A: A spot Bitcoin ETF directly holds actual Bitcoin and tracks its real-time market price. Unlike futures-based ETFs, it provides investors with exposure to physical BTC without requiring them to buy or store cryptocurrency themselves.
Q: Which is safer—FBTC or IBIT?
A: From a custody standpoint, FBTC may be perceived as safer due to Fidelity’s self-custody model, reducing reliance on third parties like exchanges. However, both funds operate under SEC regulation and are considered secure options within traditional finance frameworks.

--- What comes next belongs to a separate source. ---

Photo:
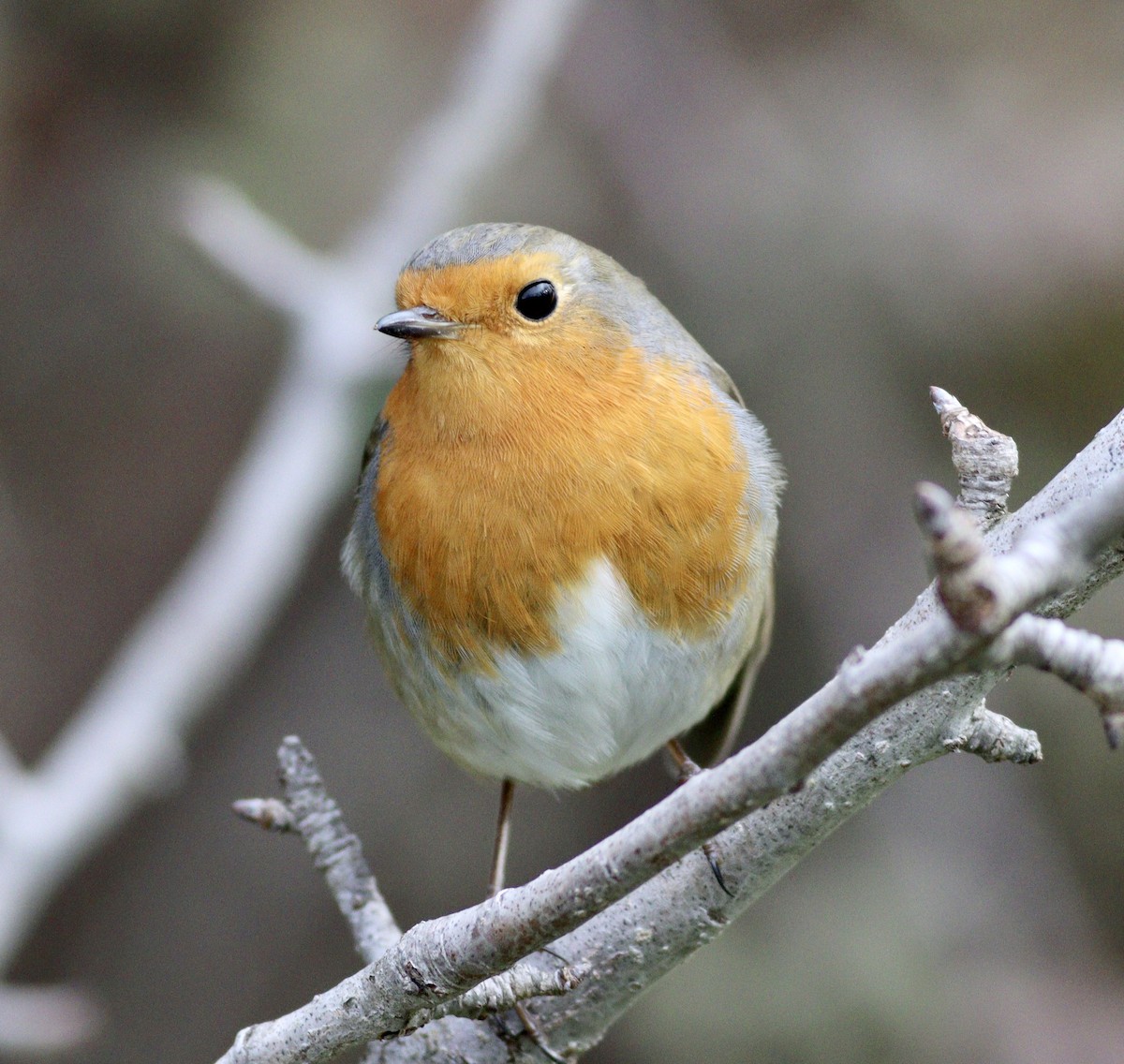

Q: Are there any hidden fees with these ETFs?
A: The primary cost is the expense ratio—0.25% annually after promotional periods end. There are no hidden fees, but investors should consider brokerage commissions and bid-ask spreads when trading shares.
Q: Can retail investors buy IBIT?
A: Yes, anyone with a brokerage account can purchase shares of IBIT or FBTC. However, IBIT’s structure and marketing are more aligned with institutional demand.
Q: Will Grayscale lose its top position?
A: Yes—many analysts predict that BlackRock will surpass Grayscale in AUM by 2025–2026, followed closely by Fidelity, due to superior liquidity, lower fees, and stronger investor trust.
Q: How do I choose between FBTC and IBIT?
A: Consider your investment style. If you're a retail investor seeking ease of access and trust in customer service, FBTC may suit you better. For larger-scale, institutionally backed exposure with potentially greater liquidity, IBIT could be preferable.
Core Keywords: Bitcoin spot ETF, Fidelity FBTC, BlackRock IBIT, ETF custody, expense ratio, ETF liquidity, institutional investors, retail investors.